The Napolab is your go-to collection of Portuguese datasets for the evaluation of Large Language Models.
Medium Article: "The Hidden Truth About LLM Performance: Why Your Benchmark Results Might Be Misleading"
Browse the Napolab Leaderboard and stay up to date with the latest advancements in Portuguese language models.
A format of Napolab specifically designed for researchers experimenting with Large Language Models (LLMs) is now available. This format includes two main fields:
- Prompt: The input prompt to be fed into the LLM.

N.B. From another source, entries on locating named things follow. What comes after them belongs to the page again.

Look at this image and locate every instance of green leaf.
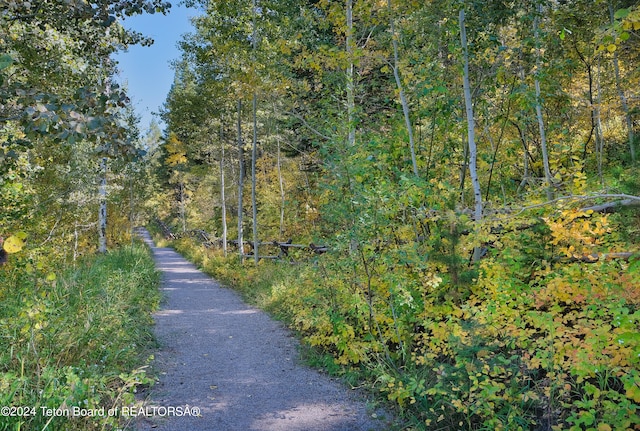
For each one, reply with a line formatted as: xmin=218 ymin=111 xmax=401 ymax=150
xmin=0 ymin=54 xmax=13 ymax=70
xmin=2 ymin=235 xmax=24 ymax=254
xmin=613 ymin=9 xmax=629 ymax=19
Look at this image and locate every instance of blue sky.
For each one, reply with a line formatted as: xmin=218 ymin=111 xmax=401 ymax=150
xmin=114 ymin=0 xmax=198 ymax=133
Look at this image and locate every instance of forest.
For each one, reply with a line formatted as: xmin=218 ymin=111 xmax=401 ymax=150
xmin=0 ymin=0 xmax=640 ymax=431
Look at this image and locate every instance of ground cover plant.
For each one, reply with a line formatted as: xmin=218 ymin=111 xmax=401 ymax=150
xmin=159 ymin=193 xmax=640 ymax=430
xmin=0 ymin=244 xmax=160 ymax=431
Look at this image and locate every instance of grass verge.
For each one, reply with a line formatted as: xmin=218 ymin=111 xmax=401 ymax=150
xmin=0 ymin=245 xmax=160 ymax=431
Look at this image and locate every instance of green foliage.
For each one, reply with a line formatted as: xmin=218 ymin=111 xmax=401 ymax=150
xmin=152 ymin=0 xmax=640 ymax=430
xmin=0 ymin=245 xmax=160 ymax=430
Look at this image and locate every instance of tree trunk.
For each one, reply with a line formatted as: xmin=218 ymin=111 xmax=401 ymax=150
xmin=459 ymin=9 xmax=483 ymax=262
xmin=277 ymin=138 xmax=286 ymax=238
xmin=98 ymin=157 xmax=107 ymax=253
xmin=220 ymin=119 xmax=227 ymax=257
xmin=346 ymin=0 xmax=356 ymax=146
xmin=533 ymin=4 xmax=553 ymax=199
xmin=609 ymin=4 xmax=636 ymax=162
xmin=238 ymin=100 xmax=244 ymax=263
xmin=387 ymin=0 xmax=418 ymax=177
xmin=180 ymin=179 xmax=187 ymax=233
xmin=251 ymin=92 xmax=260 ymax=265
xmin=251 ymin=0 xmax=260 ymax=265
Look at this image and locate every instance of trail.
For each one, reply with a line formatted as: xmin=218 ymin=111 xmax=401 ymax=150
xmin=136 ymin=230 xmax=388 ymax=431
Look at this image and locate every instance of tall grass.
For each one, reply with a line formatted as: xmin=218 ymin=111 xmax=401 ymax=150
xmin=0 ymin=245 xmax=160 ymax=431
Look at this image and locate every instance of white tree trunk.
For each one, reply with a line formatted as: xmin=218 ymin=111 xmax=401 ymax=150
xmin=238 ymin=100 xmax=244 ymax=262
xmin=387 ymin=0 xmax=418 ymax=177
xmin=346 ymin=0 xmax=356 ymax=146
xmin=459 ymin=9 xmax=483 ymax=262
xmin=533 ymin=4 xmax=553 ymax=199
xmin=609 ymin=4 xmax=636 ymax=162
xmin=220 ymin=119 xmax=227 ymax=257
xmin=98 ymin=157 xmax=107 ymax=253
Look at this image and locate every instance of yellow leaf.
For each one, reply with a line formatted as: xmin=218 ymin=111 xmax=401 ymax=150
xmin=2 ymin=235 xmax=24 ymax=253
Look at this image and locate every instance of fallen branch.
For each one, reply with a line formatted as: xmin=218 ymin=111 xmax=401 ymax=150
xmin=516 ymin=193 xmax=640 ymax=215
xmin=553 ymin=251 xmax=636 ymax=263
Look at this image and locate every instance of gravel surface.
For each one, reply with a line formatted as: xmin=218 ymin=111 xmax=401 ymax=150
xmin=136 ymin=230 xmax=389 ymax=431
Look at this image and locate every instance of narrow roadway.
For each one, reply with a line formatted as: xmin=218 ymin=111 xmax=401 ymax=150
xmin=136 ymin=230 xmax=387 ymax=431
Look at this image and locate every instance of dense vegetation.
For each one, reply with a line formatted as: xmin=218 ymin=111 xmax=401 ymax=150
xmin=0 ymin=0 xmax=640 ymax=430
xmin=0 ymin=245 xmax=160 ymax=430
xmin=155 ymin=0 xmax=640 ymax=430
xmin=0 ymin=0 xmax=168 ymax=430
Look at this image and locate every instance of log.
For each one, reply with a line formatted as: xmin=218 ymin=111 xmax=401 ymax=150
xmin=580 ymin=199 xmax=640 ymax=213
xmin=553 ymin=251 xmax=637 ymax=263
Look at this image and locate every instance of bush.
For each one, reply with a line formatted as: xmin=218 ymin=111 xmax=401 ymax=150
xmin=0 ymin=245 xmax=160 ymax=430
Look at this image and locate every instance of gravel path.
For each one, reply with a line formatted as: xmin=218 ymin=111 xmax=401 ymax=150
xmin=136 ymin=230 xmax=388 ymax=431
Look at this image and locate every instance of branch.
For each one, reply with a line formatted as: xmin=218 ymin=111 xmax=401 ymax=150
xmin=516 ymin=193 xmax=640 ymax=215
xmin=553 ymin=251 xmax=636 ymax=263
xmin=285 ymin=111 xmax=331 ymax=141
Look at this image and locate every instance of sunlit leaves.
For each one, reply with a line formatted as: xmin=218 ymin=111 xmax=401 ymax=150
xmin=2 ymin=232 xmax=27 ymax=254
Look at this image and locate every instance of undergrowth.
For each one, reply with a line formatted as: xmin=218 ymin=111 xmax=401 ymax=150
xmin=152 ymin=209 xmax=640 ymax=431
xmin=0 ymin=245 xmax=160 ymax=431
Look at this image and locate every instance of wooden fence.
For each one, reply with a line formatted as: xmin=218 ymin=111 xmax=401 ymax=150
xmin=156 ymin=220 xmax=329 ymax=259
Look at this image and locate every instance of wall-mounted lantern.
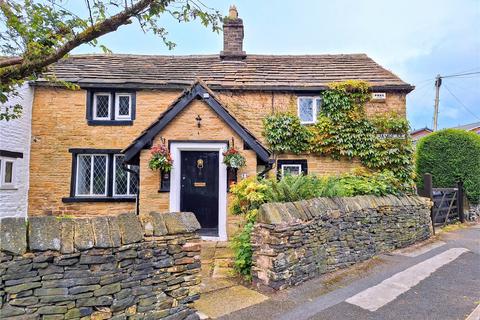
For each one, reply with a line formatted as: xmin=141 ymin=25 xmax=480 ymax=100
xmin=195 ymin=114 xmax=202 ymax=128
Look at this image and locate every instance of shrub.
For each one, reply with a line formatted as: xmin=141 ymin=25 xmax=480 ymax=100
xmin=230 ymin=169 xmax=404 ymax=280
xmin=415 ymin=129 xmax=480 ymax=203
xmin=230 ymin=177 xmax=268 ymax=215
xmin=263 ymin=175 xmax=322 ymax=202
xmin=232 ymin=222 xmax=253 ymax=281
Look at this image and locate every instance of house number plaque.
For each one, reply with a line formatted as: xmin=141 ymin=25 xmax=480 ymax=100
xmin=193 ymin=182 xmax=207 ymax=188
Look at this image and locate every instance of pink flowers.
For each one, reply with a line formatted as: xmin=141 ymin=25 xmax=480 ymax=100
xmin=148 ymin=144 xmax=173 ymax=172
xmin=222 ymin=147 xmax=246 ymax=169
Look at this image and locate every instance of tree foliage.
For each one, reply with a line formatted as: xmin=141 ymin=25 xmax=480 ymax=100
xmin=0 ymin=0 xmax=221 ymax=120
xmin=416 ymin=129 xmax=480 ymax=203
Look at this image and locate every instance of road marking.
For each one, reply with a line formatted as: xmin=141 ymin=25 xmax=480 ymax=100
xmin=395 ymin=241 xmax=445 ymax=258
xmin=465 ymin=304 xmax=480 ymax=320
xmin=345 ymin=248 xmax=469 ymax=311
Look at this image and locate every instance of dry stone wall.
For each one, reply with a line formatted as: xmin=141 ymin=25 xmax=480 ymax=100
xmin=251 ymin=196 xmax=432 ymax=290
xmin=0 ymin=213 xmax=200 ymax=320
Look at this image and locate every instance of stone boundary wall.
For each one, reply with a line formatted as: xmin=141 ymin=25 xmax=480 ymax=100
xmin=0 ymin=213 xmax=200 ymax=320
xmin=251 ymin=196 xmax=432 ymax=290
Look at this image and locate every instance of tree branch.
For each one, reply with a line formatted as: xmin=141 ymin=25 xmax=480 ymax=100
xmin=0 ymin=0 xmax=156 ymax=84
xmin=0 ymin=57 xmax=23 ymax=68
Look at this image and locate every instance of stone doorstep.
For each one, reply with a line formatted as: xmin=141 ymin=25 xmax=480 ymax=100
xmin=194 ymin=285 xmax=268 ymax=319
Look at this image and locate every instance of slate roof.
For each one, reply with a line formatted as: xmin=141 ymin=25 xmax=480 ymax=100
xmin=37 ymin=54 xmax=413 ymax=91
xmin=453 ymin=121 xmax=480 ymax=131
xmin=122 ymin=79 xmax=270 ymax=164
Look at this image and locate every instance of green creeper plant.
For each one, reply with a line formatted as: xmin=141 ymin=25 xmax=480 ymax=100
xmin=263 ymin=113 xmax=312 ymax=154
xmin=264 ymin=80 xmax=414 ymax=190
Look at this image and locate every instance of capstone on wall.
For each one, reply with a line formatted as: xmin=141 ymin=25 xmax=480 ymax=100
xmin=0 ymin=213 xmax=200 ymax=320
xmin=0 ymin=84 xmax=34 ymax=219
xmin=251 ymin=196 xmax=432 ymax=290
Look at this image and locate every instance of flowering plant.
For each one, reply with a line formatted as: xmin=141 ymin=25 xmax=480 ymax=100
xmin=148 ymin=144 xmax=173 ymax=172
xmin=223 ymin=147 xmax=246 ymax=169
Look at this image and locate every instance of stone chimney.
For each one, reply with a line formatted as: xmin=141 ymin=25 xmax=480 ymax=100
xmin=220 ymin=6 xmax=247 ymax=60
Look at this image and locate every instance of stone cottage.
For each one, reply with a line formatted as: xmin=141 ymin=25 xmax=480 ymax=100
xmin=29 ymin=8 xmax=413 ymax=239
xmin=0 ymin=84 xmax=33 ymax=219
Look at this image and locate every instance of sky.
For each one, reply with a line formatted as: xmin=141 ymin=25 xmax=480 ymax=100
xmin=74 ymin=0 xmax=480 ymax=129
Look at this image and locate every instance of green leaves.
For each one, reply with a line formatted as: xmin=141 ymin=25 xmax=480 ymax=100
xmin=264 ymin=81 xmax=414 ymax=189
xmin=263 ymin=113 xmax=312 ymax=154
xmin=0 ymin=0 xmax=222 ymax=120
xmin=416 ymin=129 xmax=480 ymax=203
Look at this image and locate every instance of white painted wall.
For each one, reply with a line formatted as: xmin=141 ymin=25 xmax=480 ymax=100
xmin=0 ymin=84 xmax=34 ymax=219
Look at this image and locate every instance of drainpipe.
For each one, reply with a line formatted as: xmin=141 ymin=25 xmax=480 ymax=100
xmin=122 ymin=163 xmax=140 ymax=216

- Answer: The expected classification output label from the LLM, which is always a number between 0 and 5.
The dataset in this format can be accessed at https://huggingface.co/datasets/ruanchaves/napolab. If you’ve used Napolab for LLM evaluations, please share your findings with us!
Nicholas Kluge, et al. have fine-tuned TeenyTinyLlama models on the FaQUAD-NLI and HateBR datasets from Napolab. For more information, please refer to the article "TeenyTinyLlama: open-source tiny language models trained in Brazilian Portuguese".
We've made several models, fine-tuned on this benchmark, available on Hugging Face Hub:
| Datasets | mDeBERTa v3 | BERT Large | BERT Base |
|---|---|---|---|
| ASSIN 2 - STS | Link | Link | Link |
| ASSIN 2 - RTE | Link | Link | Link |
| ASSIN - STS | Link | Link | Link |
| ASSIN - RTE | Link | Link | Link |
| HateBR | Link | Link | Link |
| FaQUaD-NLI | Link | Link | Link |
| PorSimplesSent | Link | Link | Link |
For model fine-tuning details and benchmark results, visit EVALUATION.md.
Napolab adopts the following guidelines for the inclusion of datasets:
- 🌿 Natural: As much as possible, datasets consist of natural Portuguese text or professionally translated text.
- ✅ Reliable: Metrics correlate reliably with human judgments (accuracy, F1 score, Pearson correlation, etc.).
- 🌐 Public: Every dataset is available through a public link.
- 👩🔧 Human: Expert human annotations only. No automatic or unreliable annotations.
- 🎓 General: No domain-specific knowledge or advanced preparation is needed to solve dataset tasks.
Napolab currently includes the following datasets:
| assin | assin2 | rerelem |
| hatebr | reli-sa | faquad-nli |
| porsimplessent |
💡 Contribute: We're open to expanding Napolab! Suggest additions in the issues. For more information, read our CONTRIBUTING.md.
🌍 For broader accessibility, all datasets have translations in Catalan, English, Galician and Spanish using the facebook/nllb-200-1.3B model via Easy-Translate.
To reproduce the Napolab benchmark available on the Hugging Face Hub locally, follow these steps:
- Clone the repository and install the library:
git clone https://github.com/ruanchaves/napolab.git
cd napolab
pip install -e .- Generate the benchmark file:
from napolab import export_napolab_benchmark, convert_to_completions_format
input_df = export_napolab_benchmark()
output_df = convert_to_completions_format(input_df)
output_df.reset_index().to_csv("test.csv", index=False)If you would like to cite our work or models, please reference the Master's thesis Lessons Learned from the Evaluation of Portuguese Language Models.
@mastersthesis{chaves2023lessons,
title={Lessons learned from the evaluation of Portuguese language models},
author={Chaves Rodrigues, Ruan},
year={2023},
school={University of Malta},
url={https://www.um.edu.mt/library/oar/handle/123456789/120557}
}
The HateBR dataset, including all its components, is provided strictly for academic and research purposes. The use of the HateBR dataset for any commercial or non-academic purpose is expressly prohibited without the prior written consent of SINCH.